Lecture 14 Notes

by Alexander Nguyen and Philip Wu

The golden rule of atomicity

Never modify the only copy!

High-level implementation of an atomic operation

BEGIN
Pre-commit discipline (Non-atomic actions can occur.)
COMMIT (Action that is atomic at a lower level.)
Post-commit discipline (Non-atomic actions can occur.)
END

If the system fails before the post-commit phase completes, it can recover by finishing the post-commit discipline after a system failure. Recovery must be idempotent so that if the system crashes in the middle, it will recover again. Recovery must handle aborts as well as commits.

A system can achieve better performance by letting other accesses peek into the internals of the operation.
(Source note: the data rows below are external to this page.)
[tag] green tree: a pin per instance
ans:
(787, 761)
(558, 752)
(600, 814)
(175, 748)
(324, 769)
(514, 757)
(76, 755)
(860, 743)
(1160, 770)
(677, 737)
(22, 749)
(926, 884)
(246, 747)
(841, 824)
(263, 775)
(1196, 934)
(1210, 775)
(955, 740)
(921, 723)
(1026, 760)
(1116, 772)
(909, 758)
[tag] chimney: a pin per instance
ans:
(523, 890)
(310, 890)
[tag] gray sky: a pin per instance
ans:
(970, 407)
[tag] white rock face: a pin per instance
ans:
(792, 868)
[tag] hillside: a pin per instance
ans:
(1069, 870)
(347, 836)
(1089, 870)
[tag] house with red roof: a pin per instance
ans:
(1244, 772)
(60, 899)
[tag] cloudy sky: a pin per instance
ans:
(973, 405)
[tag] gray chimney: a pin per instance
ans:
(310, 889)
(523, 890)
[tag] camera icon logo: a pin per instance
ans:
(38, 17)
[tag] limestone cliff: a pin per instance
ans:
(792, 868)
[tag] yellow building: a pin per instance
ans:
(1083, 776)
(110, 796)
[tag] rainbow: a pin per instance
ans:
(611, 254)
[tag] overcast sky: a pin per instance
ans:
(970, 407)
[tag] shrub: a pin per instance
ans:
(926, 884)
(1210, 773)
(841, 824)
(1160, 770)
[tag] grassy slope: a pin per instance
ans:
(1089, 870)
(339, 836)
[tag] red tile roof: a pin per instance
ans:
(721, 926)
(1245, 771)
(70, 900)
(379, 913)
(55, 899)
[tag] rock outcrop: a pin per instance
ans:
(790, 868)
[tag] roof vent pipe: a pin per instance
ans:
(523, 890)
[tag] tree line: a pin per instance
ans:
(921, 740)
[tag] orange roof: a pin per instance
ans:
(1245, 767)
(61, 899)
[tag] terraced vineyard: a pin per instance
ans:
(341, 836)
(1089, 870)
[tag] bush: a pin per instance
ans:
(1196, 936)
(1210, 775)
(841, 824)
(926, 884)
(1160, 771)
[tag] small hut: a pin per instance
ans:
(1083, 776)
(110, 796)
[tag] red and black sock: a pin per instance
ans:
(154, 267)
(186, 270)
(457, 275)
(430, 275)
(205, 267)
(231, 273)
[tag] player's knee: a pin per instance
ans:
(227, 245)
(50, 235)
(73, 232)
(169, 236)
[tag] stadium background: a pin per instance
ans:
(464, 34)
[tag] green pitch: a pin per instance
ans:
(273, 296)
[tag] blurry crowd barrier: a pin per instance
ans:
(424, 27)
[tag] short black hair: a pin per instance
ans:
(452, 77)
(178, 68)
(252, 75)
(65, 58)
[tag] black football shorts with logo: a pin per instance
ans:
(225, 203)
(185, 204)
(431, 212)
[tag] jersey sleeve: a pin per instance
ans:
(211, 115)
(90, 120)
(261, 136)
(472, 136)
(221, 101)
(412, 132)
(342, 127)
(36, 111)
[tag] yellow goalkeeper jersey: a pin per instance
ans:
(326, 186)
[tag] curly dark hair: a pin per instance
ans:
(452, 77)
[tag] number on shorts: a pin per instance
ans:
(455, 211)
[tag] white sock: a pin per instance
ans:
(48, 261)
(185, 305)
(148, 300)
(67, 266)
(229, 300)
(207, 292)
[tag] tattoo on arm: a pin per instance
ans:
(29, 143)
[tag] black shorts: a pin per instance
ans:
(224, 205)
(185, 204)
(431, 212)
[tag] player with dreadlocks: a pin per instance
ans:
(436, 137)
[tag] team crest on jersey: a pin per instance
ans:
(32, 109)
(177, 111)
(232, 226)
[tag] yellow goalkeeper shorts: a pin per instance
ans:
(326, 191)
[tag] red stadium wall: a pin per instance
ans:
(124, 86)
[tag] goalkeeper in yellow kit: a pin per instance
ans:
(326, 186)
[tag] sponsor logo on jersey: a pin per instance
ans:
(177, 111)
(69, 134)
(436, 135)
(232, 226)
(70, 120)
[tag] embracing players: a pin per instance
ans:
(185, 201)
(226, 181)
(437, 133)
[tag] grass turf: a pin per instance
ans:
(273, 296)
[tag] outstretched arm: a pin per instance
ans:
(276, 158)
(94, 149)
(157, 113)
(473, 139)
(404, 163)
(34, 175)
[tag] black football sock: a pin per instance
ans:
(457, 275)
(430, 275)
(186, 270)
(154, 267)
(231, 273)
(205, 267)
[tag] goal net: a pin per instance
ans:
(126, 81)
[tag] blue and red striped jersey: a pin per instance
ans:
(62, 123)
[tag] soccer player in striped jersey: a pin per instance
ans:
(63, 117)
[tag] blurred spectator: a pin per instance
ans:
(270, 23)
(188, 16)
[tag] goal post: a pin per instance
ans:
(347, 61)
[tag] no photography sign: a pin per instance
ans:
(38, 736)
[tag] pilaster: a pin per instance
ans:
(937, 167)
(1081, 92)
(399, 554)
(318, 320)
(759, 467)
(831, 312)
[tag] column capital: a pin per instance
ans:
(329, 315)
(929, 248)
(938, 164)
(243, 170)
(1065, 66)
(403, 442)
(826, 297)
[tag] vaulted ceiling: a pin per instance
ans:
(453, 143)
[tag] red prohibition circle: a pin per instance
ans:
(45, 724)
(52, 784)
A reader can get the old version from the main disk before commitment and the new version from a copy disk after commitment (but should not try during commitment). We can even give a reader the data from the source (instead of from disk). However, the reader can not commit changes to the system until a prior commitment has finished. Also, such a system can have cascading aborts (OSP Sidebar 9-3).

How to implement atomic writes

For disks, we can assume single-sector writes are atomic. Why? A disk head has enough capacitance to finish a write if a power failure occurs. For other devices, this may not be true. Sectors can be scrambled by a write during a power outage. One solution to this problem is to assign, for each data sector that is to have the all-or-nothing property, three physical sectors. (OSP 9.B.1) To service a request to write to a data sector, sequentially write to each of the three physical sectors. To read from a data sector, compare the contents of the first two physical sectors. If their contents are identical, return that value. Otherwise, return the contents of the third physical sector (OSP Figure 9-6).

Data state	1	2	3	4	5	6	7
Sector S1	old	bad	new	new	new	new	new
Sector S2	old	old	old	bad	new	new	new
Sector S3	old	old	old	old	old	bad	new

However, this design assumes that all three physical sectors are identical before writing. A previous failure can violate this assumption. To fix this bug, check and repair the sectors (by forcing them to be identical) before writing (OSP Figure 9-7).

The shadow copy strategy

To write a new version of a file atomically:

Write new version to a copy file system.
Write new version to the main file system.

Commit record approach

Write all blocks to a copy disk.
Write a commit record.
Write all blocks to the main disk
Clear commit record.

When you reboot, look for commit records. If you find one, recover by finishing the post-commit discipline.

Journaling

Instead of copying the whole file system, only copy parts being changed. Look at the journal for atomicity. Look at cell storage for fast reads. Look at OSP Figure 9-17. Basic logging protocol: Log the update before installing it. Run a recovery procedure after a reboot.

For an in-memory database, the journal is on disk and cell storage is in RAM (OSP 9.C.2):

Reboots are fairly slow.
Everything else is fast.
The database chews up RAM.

Write-ahead logging protocol

Log all intended actions.
COMMIT.
Install new data into cell storage.

For write-ahead logging, use roll-forward (redo) recovery:

Scan log in increasing time order.
Apply committed actions (not done) that you find.

Write-behind logging protocol

Log old data (already in file system).
Install new data into cell storage.
COMMIT.

For write-behind logging, use roll-back (undo) recovery:

Scan log backwards looking for uncommitted actions.
Write old data back to cell storage.

Reliability

A fault tolerant (FT) system can a survive a failure without drawing notice from users. A highly available (HA) system can survive a failure, but the system's performance may be degraded until recovery.

Durability

A measure of the length of time a storage medium remembers data.

Magnetic disk fault modes (OSP 8.E.3.1)

Write failure: A write to a sector fails. Failure is detected and reported to the operating system or application.
Decay failure: A sector goes "bad." Subsequent accesses fail.

RAID: Redundant Array of Independent Disks

RAID 0: Striping (OSP 6.A.4): Divide data among multiple disks. Reads and writes can concurrently access multiple disks. Transfer rate multiplied! Failure rate multiplied!
RAID 1: Mirroring (OSP 8.E.3.6): Copy data to multiple drives. Writes must be done on each disk. Reads can concurrently access multiple disks to increase throughput.
RAID 4: Dedicated parity disk (OSP 8.D.1): Dedicate a single disk as a parity disk for the other disks. Reading from a disk is direct. Writing to a data disk requires accessing the data disk and the parity disk, so the parity disk can be a bottleneck.

Suggestions for Further Reading

Randy H. Katz, Garth A. Gibson, and David A. Patterson. Disk System Architectures for High Performance Computing. Proceedings of the IEEE, Vol. 77, Iss. 12 (December, 1989), pages 1842-1857.